Thousands gathered Sunday for a final farewell to 284 people killed in Bosnia's 1992-1995 war, after their remains were exhumed from one of the largest mass graves found in the country.
"I hope it will be easier now," said 48-year old Suad Tatarevic, who came to bury some 40 family members lost to the mass killing, including his father and six brothers.
"At least I know where their graves are and can come to pray for them," he said as he knelt before the coffins of his loved ones, lined up with hundreds of others on a local playing field.
Tatarevic managed to flee when his father and brothers were killed on July 22, 1992, in their village of Zecovi.
His family were executed by Bosnian Serb forces as part of a campaign of ethnic cleansing at the beginning of the war, their bodies among 284 dumped in a huge mass grave.
Most of those killed were men, but they also included three women and a dozen teenagers aged 13 to 17 at the time.
All but one -- a Croat -- were Muslims from the northwestern towns of Kozarac and Prijedor and surrounding villages.
An imam said a prayer for the dead before their coffins were transported towards cemeteries in their home villages across the region.
Most of the victims were exhumed from a mass grave found last year in a disused mine in the village of Tomasica, some 20 kilometers (12 miles) from Prijedor.
Some 3,500 people were killed in the region at the beginning of the inter-ethnic war that claimed 100,000 lives throughout Bosnia.
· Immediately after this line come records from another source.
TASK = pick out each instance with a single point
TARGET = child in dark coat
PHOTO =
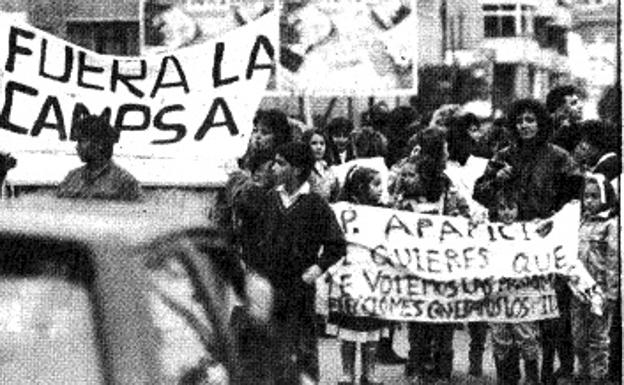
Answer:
(598, 251)
(297, 226)
(362, 186)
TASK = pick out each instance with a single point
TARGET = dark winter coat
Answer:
(544, 174)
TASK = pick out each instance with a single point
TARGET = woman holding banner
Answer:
(362, 186)
(546, 178)
(424, 188)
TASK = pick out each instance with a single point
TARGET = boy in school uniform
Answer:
(300, 239)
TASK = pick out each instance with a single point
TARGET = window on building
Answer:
(506, 21)
(112, 38)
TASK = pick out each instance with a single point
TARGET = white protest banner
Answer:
(414, 267)
(184, 115)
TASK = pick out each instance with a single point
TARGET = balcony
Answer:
(527, 50)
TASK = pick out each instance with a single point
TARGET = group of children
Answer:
(291, 236)
(422, 187)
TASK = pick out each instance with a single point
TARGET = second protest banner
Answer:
(414, 267)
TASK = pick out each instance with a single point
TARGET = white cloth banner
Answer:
(184, 115)
(413, 267)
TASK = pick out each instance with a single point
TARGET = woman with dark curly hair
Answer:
(323, 180)
(546, 178)
(541, 171)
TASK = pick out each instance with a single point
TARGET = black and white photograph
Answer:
(357, 46)
(310, 192)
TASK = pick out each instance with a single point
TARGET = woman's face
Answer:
(591, 198)
(586, 154)
(507, 212)
(341, 140)
(526, 124)
(261, 137)
(375, 190)
(317, 144)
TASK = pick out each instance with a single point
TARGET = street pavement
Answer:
(330, 366)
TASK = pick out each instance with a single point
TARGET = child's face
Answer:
(409, 177)
(261, 137)
(507, 212)
(374, 190)
(591, 198)
(283, 172)
(526, 124)
(341, 140)
(317, 144)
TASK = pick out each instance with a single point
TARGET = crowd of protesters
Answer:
(523, 166)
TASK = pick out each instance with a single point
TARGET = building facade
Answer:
(104, 26)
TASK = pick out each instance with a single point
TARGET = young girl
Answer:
(362, 186)
(423, 187)
(513, 339)
(322, 180)
(598, 251)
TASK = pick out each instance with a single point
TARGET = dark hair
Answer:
(458, 136)
(521, 106)
(339, 126)
(556, 96)
(429, 165)
(507, 195)
(298, 155)
(610, 105)
(277, 122)
(368, 143)
(307, 135)
(358, 178)
(376, 116)
(611, 202)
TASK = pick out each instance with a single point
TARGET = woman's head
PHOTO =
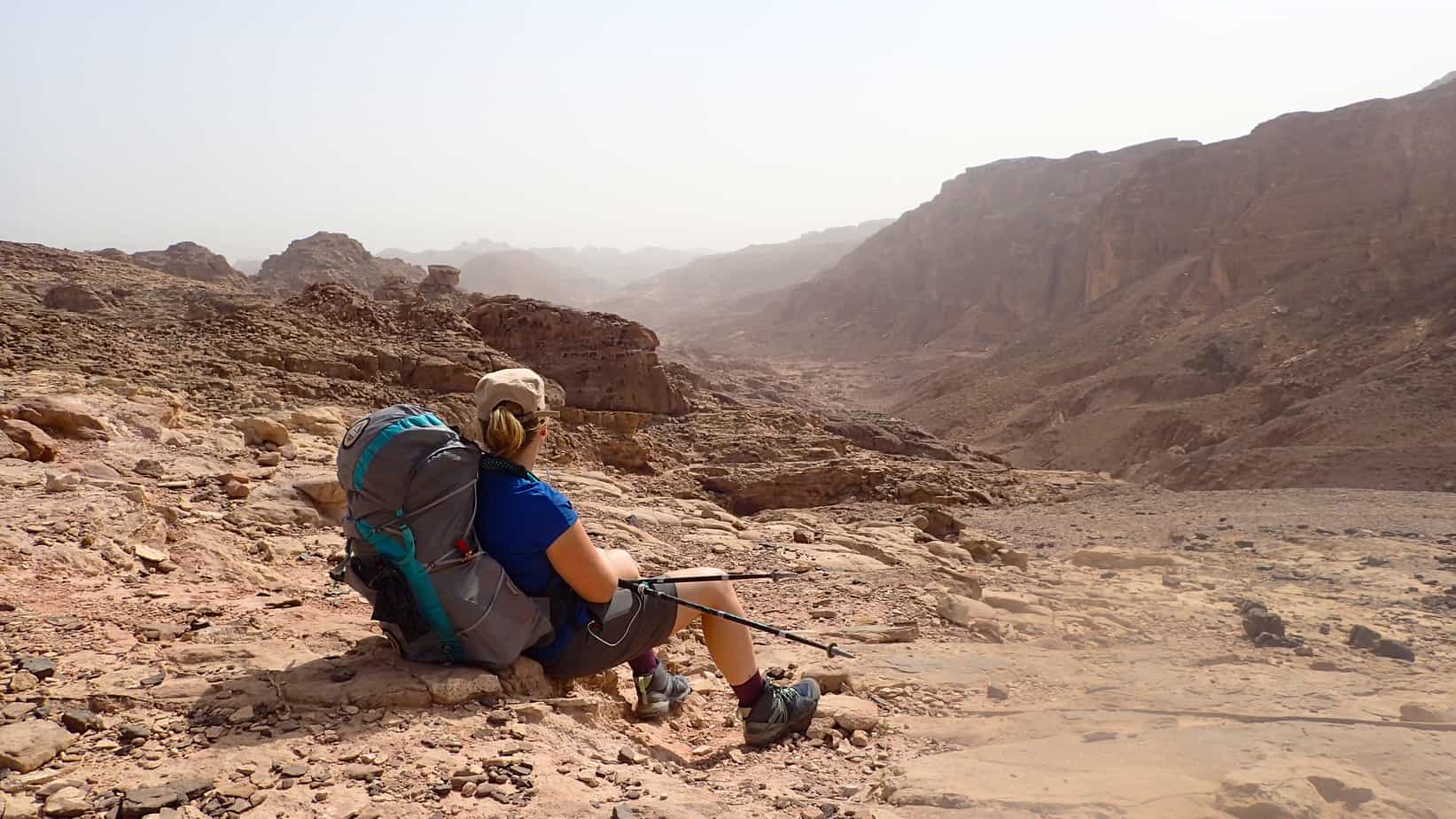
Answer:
(513, 411)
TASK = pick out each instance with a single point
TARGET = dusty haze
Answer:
(244, 129)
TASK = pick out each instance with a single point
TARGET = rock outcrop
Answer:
(1274, 309)
(331, 258)
(440, 280)
(194, 261)
(523, 273)
(713, 291)
(603, 362)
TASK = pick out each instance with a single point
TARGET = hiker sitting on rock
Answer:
(536, 535)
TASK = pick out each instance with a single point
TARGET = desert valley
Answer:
(1129, 479)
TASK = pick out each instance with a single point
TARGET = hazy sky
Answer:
(244, 126)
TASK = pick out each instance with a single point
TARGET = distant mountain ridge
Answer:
(708, 289)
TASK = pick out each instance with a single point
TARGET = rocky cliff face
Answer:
(1267, 311)
(523, 273)
(603, 362)
(718, 289)
(980, 261)
(187, 260)
(330, 258)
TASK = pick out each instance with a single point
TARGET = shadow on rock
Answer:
(369, 679)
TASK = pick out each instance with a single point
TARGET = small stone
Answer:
(1363, 637)
(67, 802)
(43, 667)
(81, 721)
(1394, 649)
(362, 773)
(849, 713)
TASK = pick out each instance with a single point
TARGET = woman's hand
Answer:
(583, 566)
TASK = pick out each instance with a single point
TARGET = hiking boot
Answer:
(779, 712)
(658, 691)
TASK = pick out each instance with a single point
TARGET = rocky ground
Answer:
(1025, 643)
Some 700 people from the region remain unaccounted for.
Aldin Kahteran, 32, who was expelled from his village of Carakovo and now lives in France, had come home to bury father.
"In this region there were 3,500 deaths but only 16 Serb soldiers have been condemned" for these crimes, he said.
Between September and November 2013 forensic experts exhumed the remains of 435 people from the Tomasica mass grave, one of the largest uncovered since the war, but some victims have yet to be identified.
Bosnian Serbs took control of the Prijedor region in April 1992, forcing non-Serbs to leave their homes before destroying them.
Families were split up and thousands of people were thrown into three detention camps in the northwest, where they were held in squalid conditions, with many tortured and executed.
It was photographs of emaciated prisoners at Omarska -- reminiscent of the Nazi death camps -- broadcast in the summer of 1992 that shocked the world and drew international attention to the Serb campaign of so-called "ethnic cleansing".
The former Bosnian Serb political and military chiefs, Radovan Karadzic and Ratko Mladic, are currently standing trial before the International Criminal Tribunal for the former Yugoslavia in the Hague, charged among other crimes for their role in the atrocities in the Prijedor region.